Too Much Medical Intervention In Labor?

I've noticed that hospital births seem to be more "medical" than they used to be. This observation became even more apparent when I saw Ricky Lake's film, The Business of Being Born. In one scene, the residents are all standing around the labor board, a list in the labor and delivery unit with the name of each patient, their cervical dilation, and any medical issues. The residents are going down the list: Pitocin, Pitocin, Pitocin.

You may know already that Pitocin is a medication that we use to induce or augment labor because it causes stronger contractions. My views on Pitocin are not exactly in line with that of the natural childbirth community -- I don't think it is evil unto itself. But I have been wondering why, these days, almost every labor eventually "needs" Pitocin.

So here are the factors that I think are playing a role in the increased use of Pitocin.

1. More labors are being induced. This comes from:

  • diagnosing medical conditions that lead us to believe that the baby is better off coming out, than staying in (such as intrauterine growth restriction, gestational diabetes, hypertension).
  • going for convenience as the due date gets close.
  • starting to get nervous as the due date passes and choosing induction now, rather than waiting until a full two weeks past the due date (with appropriate fetal monitoring).
  • having newer medications, from a family of drugs called prostaglandins, that can get labor going even when the cervix starts out unfavorable for labor. So induction is more possible than in the past, even when the woman's body isn't showing signs of being ready.
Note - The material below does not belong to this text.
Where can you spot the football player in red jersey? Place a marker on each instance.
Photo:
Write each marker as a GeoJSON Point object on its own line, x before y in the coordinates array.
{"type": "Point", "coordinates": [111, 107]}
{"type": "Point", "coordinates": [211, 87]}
2. Pitocin is often given to augment a labor that isn't progessing well. Research done in Ireland, and repeated in Chicago, indicates that once a woman is in active phase (which begins around 3-5 centimeters dilation), you can decrease the chance of cesarean by jumping in with Pitocin if labor starts to stall.

So why are so many labors stalling out? Here are some possibilities.

  • Women are gaining too much weight and their babies are too big.
  • Diabetes is on the rise and those babies can be extra big.
  • Obesity may interfere with the course of labor, and more U.S. moms are overweight than ever before.
  • Our routine of continuous fetal monitoring keeps moms in bed. Maybe this lack of mobility makes labor take longer.
  • Anxiety interferes with the course of labor. Maybe some routine birth practices are making moms more nervous, or maybe women are just less emotionally prepared for the challenges of labor.
  • Although research doesn't show that epidurals cause labors to be longer, as one resident said to me about 15 years ago, "I have seen epidurals screw up perfectly good labors."
  • Maybe older moms are more likely to meet our medical criteria for Pitocin, and women are having babies at older ages.
  • Maybe our definition of normal progress in labor is wrong.

So what is the problem with a medical approach to birth? If everyone is happy with this, I suppose it is just a different way to approach the birth process. But some moms-to-be don't want a medical experience, and it is hard to believe that a process as normal and time-tested as labor requires medication and surgical intervention so often.

We don't want to go back to the maternal and newborn mortality of the nineteenth century. But you'd think with good hygiene, prenatal care, better nutrition, and our ability to check on the baby during pregnancy and labor, that we ought to be seeing great improvements -- without a 35% cesarean rate or universal use of labor augmentation.

Are moms and babies changing (obesity, excess weight gain, prevalence of diabetes, maternal age)? Has the medical team's tolerance for deviations from "normal" changed? Are we doing things to moms in labor that are making the process require medical interventions? Or is it some combination of all these factors that has lead to, what seems to me to be, an even more medical approach to labor than I have seen in my 25 years of obstetrics?